To his brother, Bimage’s attitude was hardly a surprise.
“He’s always had that drive, that passion for whatever it was he put his mind to. What you see now, he’s always been like that since a young age,” his brother said. “We talk about it all the time: excellence with determination. You can’t have excellence without determination.”
It wouldn’t be long at all until Bimage’s determination would pay dividends. The day before fall classes began, he was placed on a full scholarship.
“I’ll remember that feeling until I die,” he laughed.
In just a few short months, the Texas transfer had already started to make his mark on the program.
There is a level of consistency from Bimage that is rarely found and even more rarely matched, but that is what makes special people, well, special. For him, however, it’s about more than “just” football.
Growing up in Texas, about 45 minutes away from Texas A&M, Bimage was well aware of the kind of pressure that was placed on his shoulders. Bimage started playing football at age 5, and almost immediately after he started, his father started putting him in the age group above his own, sensing that he had sized out of playing football with kids his own age.
“I remember when we were younger — I’m 26, and he’s what, barely 23, and he’s always been bigger than me,” his brother laughed. “I just remember over the years he just accelerated, and he was always bigger.”
Bigger and stronger, for sure, but Bimage’s brother might have some issues with “faster” — he himself was a talented football player for a while too.
“Growing up and playing football in Texas, it was a big deal,” Bimage said. “I’ve definitely seen it be the main focus.”
But to Bimage, it doesn’t have to be this way.
“You don’t have to play this sport to be successful in your life,” he said. “I feel like that’s a driven destiny by the adults in those kids’ lives, to put all your eggs into this sport, but that’s just not the case.”

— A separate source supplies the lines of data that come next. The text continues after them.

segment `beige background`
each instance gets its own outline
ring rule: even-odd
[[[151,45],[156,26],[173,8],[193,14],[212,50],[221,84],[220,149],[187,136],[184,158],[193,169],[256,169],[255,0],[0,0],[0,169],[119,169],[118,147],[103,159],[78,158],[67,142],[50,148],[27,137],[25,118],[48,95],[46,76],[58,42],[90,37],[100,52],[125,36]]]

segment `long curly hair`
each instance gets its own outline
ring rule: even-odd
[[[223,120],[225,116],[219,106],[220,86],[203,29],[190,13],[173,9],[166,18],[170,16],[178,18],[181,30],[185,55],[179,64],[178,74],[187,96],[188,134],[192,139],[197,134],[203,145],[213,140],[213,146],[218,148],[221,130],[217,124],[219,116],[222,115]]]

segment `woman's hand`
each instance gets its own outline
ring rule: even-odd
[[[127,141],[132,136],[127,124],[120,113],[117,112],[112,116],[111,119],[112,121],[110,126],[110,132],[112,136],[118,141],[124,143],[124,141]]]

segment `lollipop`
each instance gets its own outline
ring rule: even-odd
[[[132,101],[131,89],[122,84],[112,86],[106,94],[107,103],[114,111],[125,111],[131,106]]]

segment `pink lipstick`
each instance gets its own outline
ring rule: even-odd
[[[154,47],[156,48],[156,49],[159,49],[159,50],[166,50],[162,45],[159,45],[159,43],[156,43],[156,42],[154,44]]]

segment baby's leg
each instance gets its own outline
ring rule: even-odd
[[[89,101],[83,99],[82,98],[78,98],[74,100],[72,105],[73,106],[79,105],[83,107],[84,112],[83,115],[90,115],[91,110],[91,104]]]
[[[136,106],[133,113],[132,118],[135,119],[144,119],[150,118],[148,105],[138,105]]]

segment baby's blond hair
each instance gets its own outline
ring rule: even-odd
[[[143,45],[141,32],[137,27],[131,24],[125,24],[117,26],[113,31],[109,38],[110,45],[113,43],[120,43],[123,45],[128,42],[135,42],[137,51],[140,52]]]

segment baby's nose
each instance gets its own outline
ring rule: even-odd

Bimage has witnessed firsthand how the sports-centric worldview can rob people of their self-worth and direction.
“Seeing it in high school, seeing it in college, there are guys who do not live up to their ‘potential’ in college, and then they’re like, ‘Oh no, what do I do?’ ” he said. “Their eggs are all in that basket, and it’s OK, but no one’s telling them that they don’t have to do this, and you can do other things in life, and it’s going to be OK.”
Bimage knows exactly what he’d be doing if he wasn’t playing football.
“If I wasn’t playing football, I would definitely be a graduate student here at UC Berkeley,” he said.
Seeing as how he got to Cal without football, there’s no reason to believe otherwise. Now, Bimage is on his way to his future, studying the intersection of sports and education at the No. 1 school in the nation.
“If you have someone that’s close and you know their potential, then all you have to do is treat them like a car: just fill them up,” Bimage’s brother said. “Just to be able to try to keep that person above empty — you can get close to the empty, but as long as you can get them to the next station to make it home, then you’re good.”
And so, when Bimage drove his way to Berkeley, he had a few people buoying him up. His brother, his girlfriend and Ms. Lauryn Hill kept him going.
He’s determined to finish that drive and determined to be excellent.